Tuesday, October 20, 2009

31 Days of Halloween - Day 20 - Movie










"Mystics in Bali" (1981) was a real chore to sit through. This was mostly due to the really inane dialogue present in this dubbed print of this Indonesian movie. The editing was also fairly sloppy and in terms of storytelling there seemed to be some unaccounted for jumps in time.

The story concerns a young, vapid, American woman who travels to Bali to learn about their form of black magic called leak (pronounced "leyak") so she can write a book about it. She's already researched voodoo. This woman is about as convincingly cast as a scholar of the occult as Denise Richardson was as a nuclear physicist in that James Bond movie. Her balinese boyfriend helps her get in touch with a Leak queen, essentially a witch hag with really long fingernails and a high pitched cackle that's pretty unsettling. This leak queen takes the young woman on as an apprentice, teaching her things like shape shifting, and then using her to grow younger by sending the writer's head and attached entrails out to bring back blood. Eventually her boyfriend, at the urging of his good magician uncle, realize that the writer and her master must be destroyed, leading to a a climactic battle full of unspecial effects and the most sudden ending in a movie that I've ever seen.
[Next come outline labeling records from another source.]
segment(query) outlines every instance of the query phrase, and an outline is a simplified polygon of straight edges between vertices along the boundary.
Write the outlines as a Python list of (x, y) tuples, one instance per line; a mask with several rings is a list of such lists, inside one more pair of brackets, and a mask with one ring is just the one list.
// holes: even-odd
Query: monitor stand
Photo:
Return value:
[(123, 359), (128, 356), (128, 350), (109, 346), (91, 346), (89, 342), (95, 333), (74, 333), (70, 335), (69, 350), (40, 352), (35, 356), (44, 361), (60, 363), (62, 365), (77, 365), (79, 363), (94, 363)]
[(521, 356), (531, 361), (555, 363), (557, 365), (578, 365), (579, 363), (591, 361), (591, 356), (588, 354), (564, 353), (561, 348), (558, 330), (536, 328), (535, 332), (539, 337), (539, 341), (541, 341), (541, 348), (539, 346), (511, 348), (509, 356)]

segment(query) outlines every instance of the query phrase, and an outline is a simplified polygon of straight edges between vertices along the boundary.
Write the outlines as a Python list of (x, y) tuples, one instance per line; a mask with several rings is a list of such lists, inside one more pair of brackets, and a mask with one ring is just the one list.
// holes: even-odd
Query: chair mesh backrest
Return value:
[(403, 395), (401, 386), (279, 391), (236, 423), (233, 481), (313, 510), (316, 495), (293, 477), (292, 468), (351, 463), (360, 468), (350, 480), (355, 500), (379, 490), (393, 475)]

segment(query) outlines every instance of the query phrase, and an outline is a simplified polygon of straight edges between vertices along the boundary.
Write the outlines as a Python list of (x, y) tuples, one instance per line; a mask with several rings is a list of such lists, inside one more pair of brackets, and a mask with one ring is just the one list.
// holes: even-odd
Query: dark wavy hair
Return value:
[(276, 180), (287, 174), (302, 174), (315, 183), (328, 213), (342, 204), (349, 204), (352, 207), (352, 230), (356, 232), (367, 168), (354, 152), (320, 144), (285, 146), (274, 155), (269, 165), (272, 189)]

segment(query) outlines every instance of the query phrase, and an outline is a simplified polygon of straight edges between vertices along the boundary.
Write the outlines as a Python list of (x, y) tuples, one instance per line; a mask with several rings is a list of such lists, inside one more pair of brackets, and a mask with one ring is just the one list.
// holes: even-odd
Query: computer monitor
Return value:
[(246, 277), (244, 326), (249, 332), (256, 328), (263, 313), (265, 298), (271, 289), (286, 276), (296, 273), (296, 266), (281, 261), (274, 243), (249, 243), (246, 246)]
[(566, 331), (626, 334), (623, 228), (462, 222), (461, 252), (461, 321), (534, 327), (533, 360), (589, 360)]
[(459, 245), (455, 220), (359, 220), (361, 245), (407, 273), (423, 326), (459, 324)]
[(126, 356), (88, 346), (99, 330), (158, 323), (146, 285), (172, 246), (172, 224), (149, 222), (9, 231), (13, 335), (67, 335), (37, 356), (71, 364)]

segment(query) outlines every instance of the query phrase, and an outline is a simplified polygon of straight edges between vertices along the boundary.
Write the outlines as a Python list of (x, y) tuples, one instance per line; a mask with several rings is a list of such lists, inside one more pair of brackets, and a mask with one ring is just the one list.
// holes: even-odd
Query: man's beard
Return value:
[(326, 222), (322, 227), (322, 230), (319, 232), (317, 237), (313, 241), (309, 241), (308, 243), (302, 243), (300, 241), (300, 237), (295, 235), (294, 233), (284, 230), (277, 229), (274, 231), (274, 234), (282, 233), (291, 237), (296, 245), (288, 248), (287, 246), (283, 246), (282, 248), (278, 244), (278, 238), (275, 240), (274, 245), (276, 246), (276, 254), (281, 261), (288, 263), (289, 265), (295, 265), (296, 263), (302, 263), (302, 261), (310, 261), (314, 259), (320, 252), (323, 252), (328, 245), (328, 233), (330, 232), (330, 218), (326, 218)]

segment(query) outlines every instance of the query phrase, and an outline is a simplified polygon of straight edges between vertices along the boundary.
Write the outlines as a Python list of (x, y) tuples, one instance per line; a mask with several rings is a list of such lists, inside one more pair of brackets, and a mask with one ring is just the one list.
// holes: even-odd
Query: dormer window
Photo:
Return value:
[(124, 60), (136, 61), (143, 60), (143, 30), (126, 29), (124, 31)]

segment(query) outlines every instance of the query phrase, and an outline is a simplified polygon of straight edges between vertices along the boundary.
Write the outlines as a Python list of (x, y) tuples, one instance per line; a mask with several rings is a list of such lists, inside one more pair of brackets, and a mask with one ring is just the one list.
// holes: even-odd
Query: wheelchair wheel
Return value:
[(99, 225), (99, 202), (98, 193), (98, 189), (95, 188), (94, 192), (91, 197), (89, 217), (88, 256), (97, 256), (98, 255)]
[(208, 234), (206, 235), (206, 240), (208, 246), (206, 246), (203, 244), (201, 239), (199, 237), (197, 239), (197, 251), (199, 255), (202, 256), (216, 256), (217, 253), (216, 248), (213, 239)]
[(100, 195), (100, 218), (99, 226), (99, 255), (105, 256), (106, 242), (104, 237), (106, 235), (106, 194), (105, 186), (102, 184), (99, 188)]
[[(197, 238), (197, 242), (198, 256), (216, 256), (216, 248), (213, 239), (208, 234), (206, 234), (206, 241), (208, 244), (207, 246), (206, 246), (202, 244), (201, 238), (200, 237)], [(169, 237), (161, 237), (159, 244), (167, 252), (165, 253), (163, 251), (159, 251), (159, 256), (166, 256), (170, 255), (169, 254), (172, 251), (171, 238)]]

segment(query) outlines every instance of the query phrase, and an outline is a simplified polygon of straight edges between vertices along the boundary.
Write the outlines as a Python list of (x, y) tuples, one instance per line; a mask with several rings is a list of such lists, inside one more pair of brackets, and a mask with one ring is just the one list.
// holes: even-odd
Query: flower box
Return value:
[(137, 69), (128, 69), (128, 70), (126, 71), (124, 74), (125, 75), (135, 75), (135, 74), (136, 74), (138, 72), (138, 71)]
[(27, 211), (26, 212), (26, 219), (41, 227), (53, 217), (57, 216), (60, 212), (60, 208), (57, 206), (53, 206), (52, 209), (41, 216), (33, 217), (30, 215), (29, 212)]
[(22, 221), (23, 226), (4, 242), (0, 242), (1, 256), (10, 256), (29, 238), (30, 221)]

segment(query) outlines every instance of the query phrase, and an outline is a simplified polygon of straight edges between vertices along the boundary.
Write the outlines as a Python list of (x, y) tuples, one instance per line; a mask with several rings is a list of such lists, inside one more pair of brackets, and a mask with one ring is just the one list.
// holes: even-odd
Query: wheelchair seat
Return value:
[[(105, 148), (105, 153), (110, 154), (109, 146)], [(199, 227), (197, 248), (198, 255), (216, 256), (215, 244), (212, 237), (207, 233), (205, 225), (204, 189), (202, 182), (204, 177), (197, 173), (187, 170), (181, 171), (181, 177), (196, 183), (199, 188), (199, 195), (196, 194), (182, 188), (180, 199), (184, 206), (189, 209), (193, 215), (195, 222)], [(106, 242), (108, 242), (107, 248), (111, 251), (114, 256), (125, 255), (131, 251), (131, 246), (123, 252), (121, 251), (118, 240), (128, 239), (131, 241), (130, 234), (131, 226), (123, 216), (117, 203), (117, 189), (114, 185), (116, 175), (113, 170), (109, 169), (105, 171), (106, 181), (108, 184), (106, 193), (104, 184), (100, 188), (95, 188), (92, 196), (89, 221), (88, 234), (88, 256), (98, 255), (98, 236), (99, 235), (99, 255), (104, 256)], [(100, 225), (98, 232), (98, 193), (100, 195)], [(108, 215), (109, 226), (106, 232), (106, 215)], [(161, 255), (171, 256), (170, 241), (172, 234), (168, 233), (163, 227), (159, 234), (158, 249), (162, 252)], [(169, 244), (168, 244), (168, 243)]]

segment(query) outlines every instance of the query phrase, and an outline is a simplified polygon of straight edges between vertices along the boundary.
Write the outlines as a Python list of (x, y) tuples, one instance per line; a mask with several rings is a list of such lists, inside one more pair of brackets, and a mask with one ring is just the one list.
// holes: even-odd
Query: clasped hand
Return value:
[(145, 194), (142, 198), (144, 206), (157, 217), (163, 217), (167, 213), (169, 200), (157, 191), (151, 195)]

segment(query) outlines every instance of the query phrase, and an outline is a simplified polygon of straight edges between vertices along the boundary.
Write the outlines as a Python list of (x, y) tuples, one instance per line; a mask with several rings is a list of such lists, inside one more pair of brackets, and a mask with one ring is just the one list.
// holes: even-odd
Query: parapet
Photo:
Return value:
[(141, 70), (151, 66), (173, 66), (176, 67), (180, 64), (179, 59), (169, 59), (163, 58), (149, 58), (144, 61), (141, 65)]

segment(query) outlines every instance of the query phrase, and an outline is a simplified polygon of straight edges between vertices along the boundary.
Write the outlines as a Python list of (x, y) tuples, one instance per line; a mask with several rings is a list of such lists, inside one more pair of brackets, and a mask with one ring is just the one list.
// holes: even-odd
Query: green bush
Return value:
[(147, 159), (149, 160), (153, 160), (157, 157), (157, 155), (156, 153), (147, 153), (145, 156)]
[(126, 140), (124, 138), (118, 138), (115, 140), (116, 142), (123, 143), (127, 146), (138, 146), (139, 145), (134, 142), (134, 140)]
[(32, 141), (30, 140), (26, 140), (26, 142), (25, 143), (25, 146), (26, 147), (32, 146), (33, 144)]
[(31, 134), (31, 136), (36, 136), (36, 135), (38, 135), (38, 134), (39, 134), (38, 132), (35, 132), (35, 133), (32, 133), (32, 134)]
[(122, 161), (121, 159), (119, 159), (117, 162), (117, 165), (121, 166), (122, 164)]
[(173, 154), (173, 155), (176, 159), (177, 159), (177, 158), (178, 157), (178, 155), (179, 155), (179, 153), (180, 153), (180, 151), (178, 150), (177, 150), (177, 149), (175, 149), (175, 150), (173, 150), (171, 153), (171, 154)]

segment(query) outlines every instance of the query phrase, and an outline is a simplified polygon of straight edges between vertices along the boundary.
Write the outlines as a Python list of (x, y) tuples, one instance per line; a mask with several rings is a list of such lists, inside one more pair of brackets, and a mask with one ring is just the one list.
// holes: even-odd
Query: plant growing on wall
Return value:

Characters appear suddenly without any explanation as to who they are. As I mentioned, there are large gaps in time. The writer has one shown lesson with her master and the next day (or seemingly so) announces to her boyfriend that she's now a leak master. In addition to the banal dialogue, the two leads are the most passive characters you could find in a movie. The special effects are incredibly crude, especially the energy effects, but the crudeness of the make-up effects actually makes them more disturbing, particularly in the scene where the writer and her master transform into snakes, and to a lesser degree when they transform into pigs. There's a nice bit where the writer starts vomiting up what looks like guacamole and live white mice, which both she and her boyfriend aren't concerned over. While the special effects for when the writer takes her Penanggalan form, with her vampire head and entrails flying off looking for victims, are really poor, there is a moment that outdoes the notorious severed head scene from "Re-Animator." Here the writer's head descends between the legs of a woman in labor and sucks out her unborn child. It's all implied, but is incredibly effective, as we watch the mother's pregnant abdomen wither away to nothing.

The movie does improve at about the two-thirds mark, but that does not make up for what you need to sit through to get there.